Provenance repository

Cloudera does not recommend changing the provenance repository backend. If you need NiFi-style provenance data, contact your Cloudera representative with the feature request.

You can configure the repository backends in the minifi.properties file as follows:

nifi.provenance.repository.class.name

Possible values:

  • NoOpRepository: disable provenance - this is the default value
  • ProvenanceRepository: RocksDB backend - You should not use this backend repository as it is not thoroughly tested. Cloudera advises caution if you decide to use it.
  • VolatileProvenanceFileRepository: in-memory, non-persistent storage backend - You should only use it for testing.
Other configuration options for volatile repositories:
# configuration options
# maximum number of entries to keep in memory
nifi.volatile.repository.options.flowfile.max.count=10000


# maximum number of bytes to keep in memory
nifi.volatile.repository.options.flowfile.max.bytes=1M

# maximum number of entries to keep in memory
nifi.volatile.repository.options.provenance.max.count=10000

# maximum number of bytes to keep in memory
nifi.volatile.repository.options.provenance.max.bytes=1M


# maximum number of entries to keep in memory
nifi.volatile.repository.options.content.max.count=100000

# maximum number of bytes to keep in memory
nifi.volatile.repository.options.content.max.bytes=1M

# limits locking for the content repository
nifi.volatile.repository.options.content.minimal.locking=true
Systems that have limited memory must be cognisant of the above options.

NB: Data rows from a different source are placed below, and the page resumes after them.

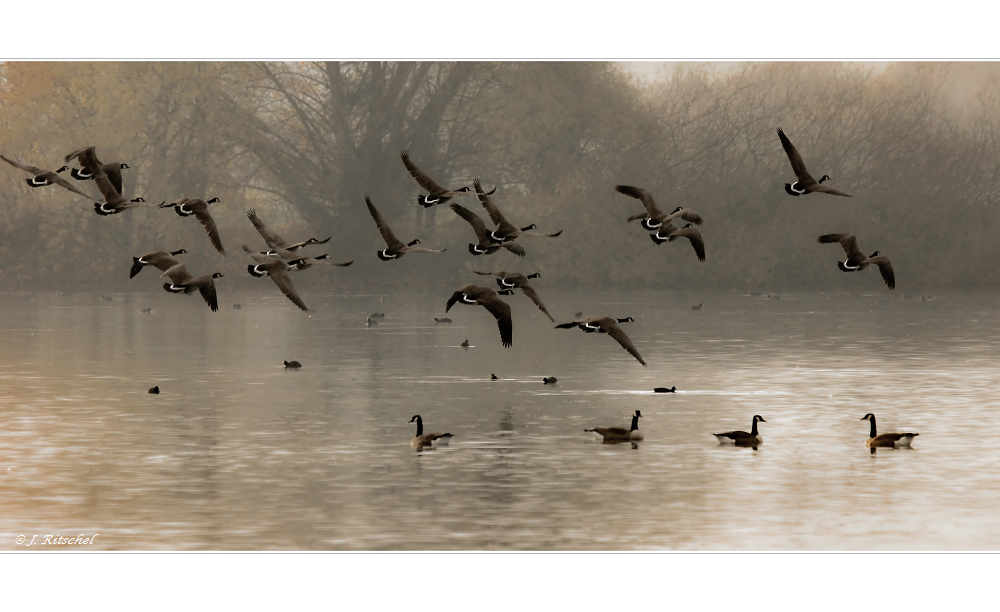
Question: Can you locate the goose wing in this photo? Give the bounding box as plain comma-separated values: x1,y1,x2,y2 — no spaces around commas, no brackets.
817,234,865,261
0,155,45,176
615,185,663,221
520,285,556,323
812,185,854,198
451,203,490,244
247,208,288,248
399,149,448,194
868,255,896,291
194,202,226,255
365,196,406,250
601,319,646,365
778,128,816,184
268,268,309,312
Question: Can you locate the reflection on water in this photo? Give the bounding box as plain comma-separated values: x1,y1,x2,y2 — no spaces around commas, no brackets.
0,290,1000,550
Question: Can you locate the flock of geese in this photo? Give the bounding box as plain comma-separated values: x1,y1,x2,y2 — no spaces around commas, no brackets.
0,128,918,452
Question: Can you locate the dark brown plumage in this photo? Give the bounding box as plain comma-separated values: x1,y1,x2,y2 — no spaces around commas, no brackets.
556,317,646,366
444,285,514,348
818,234,896,291
778,128,854,198
159,198,226,255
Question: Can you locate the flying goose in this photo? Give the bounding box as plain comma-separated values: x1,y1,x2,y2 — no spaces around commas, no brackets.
584,410,642,443
615,185,702,232
778,128,854,198
65,147,129,195
556,317,646,366
712,414,767,448
160,264,222,312
365,196,448,261
649,221,705,262
451,202,524,257
410,414,455,449
159,198,226,255
444,285,514,348
128,249,187,278
247,208,332,251
473,270,556,323
472,176,562,243
77,147,151,216
0,155,93,200
399,149,472,208
861,412,920,452
819,234,896,291
243,245,309,312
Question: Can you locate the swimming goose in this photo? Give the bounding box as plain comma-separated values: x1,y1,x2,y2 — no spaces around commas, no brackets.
0,155,93,200
399,149,472,208
473,270,556,323
247,208,332,251
444,285,514,348
778,128,854,198
472,176,562,243
160,264,222,312
556,317,646,366
243,245,309,312
649,221,705,262
451,202,524,257
159,198,226,255
77,147,152,216
365,196,448,261
65,147,129,195
584,410,642,442
615,185,702,232
128,249,187,278
861,412,920,448
819,234,896,291
410,414,455,448
712,414,767,448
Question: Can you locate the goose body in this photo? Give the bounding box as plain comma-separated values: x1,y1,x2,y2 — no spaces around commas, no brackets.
649,221,705,262
556,317,646,366
778,128,854,198
861,412,920,448
247,208,330,251
472,177,562,243
0,155,92,199
584,410,643,443
243,245,309,312
399,149,472,208
615,185,702,232
818,234,896,291
712,414,767,448
160,264,222,312
410,414,454,449
159,198,226,255
451,202,524,257
128,249,187,278
365,196,447,261
473,270,556,323
444,285,514,348
66,147,129,195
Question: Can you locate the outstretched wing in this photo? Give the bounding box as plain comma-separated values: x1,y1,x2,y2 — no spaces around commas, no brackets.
778,128,816,183
399,149,447,193
615,185,663,221
601,323,646,365
247,208,286,248
365,196,406,249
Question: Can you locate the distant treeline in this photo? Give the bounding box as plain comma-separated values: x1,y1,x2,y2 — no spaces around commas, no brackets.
0,62,1000,292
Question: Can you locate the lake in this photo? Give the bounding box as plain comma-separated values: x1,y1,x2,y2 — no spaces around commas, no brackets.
0,290,1000,551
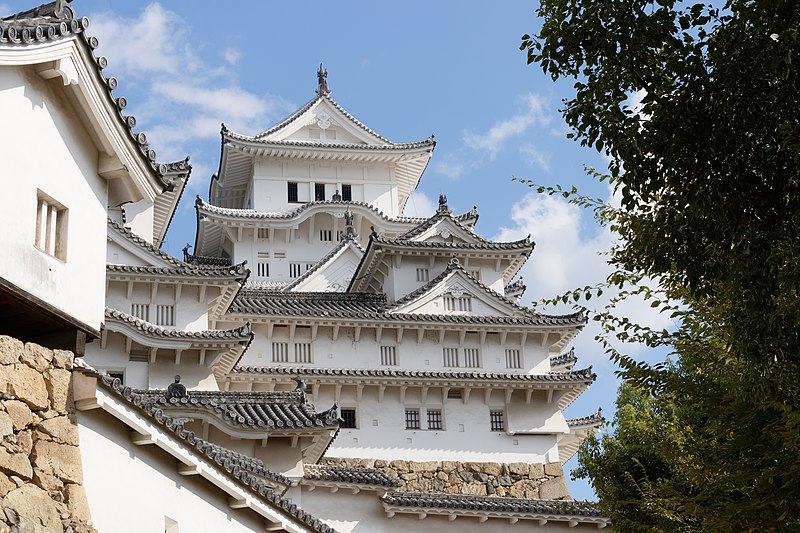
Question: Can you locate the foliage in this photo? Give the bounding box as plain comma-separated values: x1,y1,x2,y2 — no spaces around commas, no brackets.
521,0,800,531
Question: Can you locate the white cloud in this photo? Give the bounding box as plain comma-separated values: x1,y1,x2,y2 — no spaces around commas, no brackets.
493,189,671,365
463,93,550,159
519,143,550,172
403,191,438,218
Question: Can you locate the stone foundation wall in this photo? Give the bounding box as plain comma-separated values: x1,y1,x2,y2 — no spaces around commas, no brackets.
320,457,571,500
0,336,96,533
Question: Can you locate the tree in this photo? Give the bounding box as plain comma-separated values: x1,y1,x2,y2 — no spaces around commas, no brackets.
521,0,800,531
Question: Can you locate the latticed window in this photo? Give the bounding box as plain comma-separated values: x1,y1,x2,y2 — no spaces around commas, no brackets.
428,409,442,429
442,348,458,366
406,409,419,429
339,409,357,429
381,346,397,366
272,342,289,363
506,348,522,368
489,409,506,431
155,304,175,326
464,348,481,368
131,304,150,322
294,342,312,363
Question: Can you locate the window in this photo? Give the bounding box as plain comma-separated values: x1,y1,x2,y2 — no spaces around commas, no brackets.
131,304,150,322
464,348,481,368
506,348,522,368
489,409,506,431
442,348,458,366
34,191,67,261
155,304,175,326
339,409,358,429
294,342,312,363
406,409,419,429
289,263,302,278
286,181,297,203
443,295,472,311
428,409,442,429
272,342,289,363
381,346,397,366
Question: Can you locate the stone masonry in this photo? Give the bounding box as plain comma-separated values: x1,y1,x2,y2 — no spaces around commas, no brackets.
320,457,571,500
0,336,96,533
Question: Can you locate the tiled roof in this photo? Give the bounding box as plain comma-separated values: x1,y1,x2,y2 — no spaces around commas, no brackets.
232,366,597,383
382,492,602,518
567,408,606,427
228,288,586,327
132,390,339,430
0,1,167,186
106,262,249,280
303,465,400,488
105,307,253,343
92,371,336,533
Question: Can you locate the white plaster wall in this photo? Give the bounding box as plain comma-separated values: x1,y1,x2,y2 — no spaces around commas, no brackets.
78,409,264,533
0,67,107,329
294,487,597,533
238,323,550,373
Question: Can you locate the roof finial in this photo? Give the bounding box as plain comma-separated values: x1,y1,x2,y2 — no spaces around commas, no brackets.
317,63,331,96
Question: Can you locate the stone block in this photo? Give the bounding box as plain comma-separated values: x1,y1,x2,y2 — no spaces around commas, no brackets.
0,335,25,365
508,463,530,476
0,363,49,409
38,415,78,446
20,342,53,372
65,484,92,522
539,476,569,500
33,440,83,483
0,448,33,479
44,368,72,413
544,462,564,477
528,463,544,479
3,484,64,533
0,400,34,431
53,350,75,370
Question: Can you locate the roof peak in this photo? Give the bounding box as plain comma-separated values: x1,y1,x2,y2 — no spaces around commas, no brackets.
317,63,331,96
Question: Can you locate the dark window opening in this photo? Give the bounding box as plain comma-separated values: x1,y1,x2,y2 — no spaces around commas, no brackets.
340,409,356,429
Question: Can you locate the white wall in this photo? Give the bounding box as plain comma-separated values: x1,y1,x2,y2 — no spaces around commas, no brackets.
0,67,107,329
78,409,264,533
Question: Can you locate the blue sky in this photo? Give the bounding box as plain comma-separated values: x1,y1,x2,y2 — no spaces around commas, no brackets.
0,0,666,499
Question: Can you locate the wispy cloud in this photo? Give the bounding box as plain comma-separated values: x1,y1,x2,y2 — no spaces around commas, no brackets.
463,93,551,159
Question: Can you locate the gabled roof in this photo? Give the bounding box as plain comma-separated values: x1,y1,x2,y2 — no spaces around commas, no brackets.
387,259,528,316
82,370,336,533
283,235,364,292
209,68,436,212
0,0,169,200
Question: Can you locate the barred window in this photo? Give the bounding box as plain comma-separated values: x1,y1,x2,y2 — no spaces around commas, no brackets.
428,409,442,429
381,346,397,366
506,348,522,368
272,342,289,363
464,348,481,368
406,409,419,429
286,181,297,203
155,304,175,326
294,342,312,363
442,348,459,366
339,409,357,429
489,409,506,431
131,304,150,322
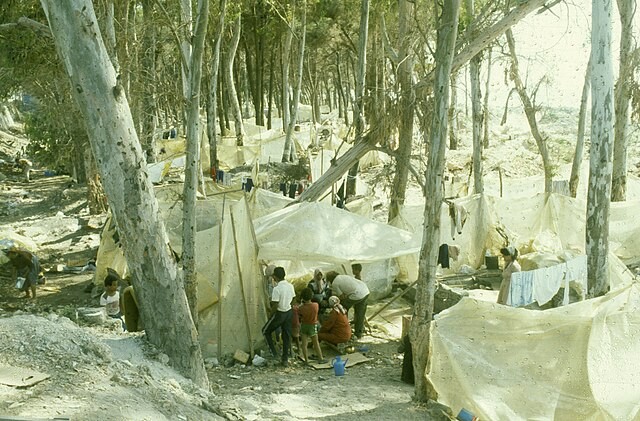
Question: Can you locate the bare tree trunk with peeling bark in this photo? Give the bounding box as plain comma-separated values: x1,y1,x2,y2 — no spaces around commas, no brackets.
409,0,460,401
569,55,591,198
182,0,209,326
465,0,484,194
207,0,227,178
506,29,553,193
224,13,244,146
585,0,615,297
611,0,638,202
41,0,209,389
389,0,416,221
282,0,307,162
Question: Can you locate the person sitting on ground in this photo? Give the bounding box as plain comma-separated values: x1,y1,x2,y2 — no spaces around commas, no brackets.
262,266,296,367
291,297,301,355
351,263,362,281
318,295,351,346
298,288,327,364
498,246,522,305
327,271,369,339
3,246,44,298
100,273,127,331
307,269,331,313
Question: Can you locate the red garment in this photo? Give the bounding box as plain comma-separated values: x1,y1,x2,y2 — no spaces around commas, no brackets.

Limiting the maximum count for the number of entries limits memory consumption but it also limits the number of events that can be stored. If you limit the amount of volatile content you are configuring, you may have excessive session rollback due to invalid stream errors that occur when a claim cannot be found.

Repository encryption

You can encrypt the repository starting with the CEM Agents 1.21.06 release.

You can provide the RocksDB-backed repositories with a key to request their encryption (using AES-256-CTR) in the conf/bootstrap.conf file:
nifi.flowfile.repository.encryption.key=805D7B95EF44DC27C87FFBC4DFDE376DAE604D55DB2C5496DEEF5236362DE62E
nifi.database.content.repository.encryption.key=
# nifi.state.management.provider.local.encryption.key=

In the above configuration, the first line makes the Flow File repository use the specified 256-bit key. The second line triggers the generation of a random 256-bit key persisted back into conf/bootstrap.conf, which the Content repository then uses for encryption. This way, you can request encryption without being concerned about what key to use. Finally, as the last line is commented out, it makes the state manager use plaintext storage and not trigger encryption.

When multiple repositories use the same directory (as with minifidb:// scheme), the repositories should either be all plaintext or all encrypted with the same key.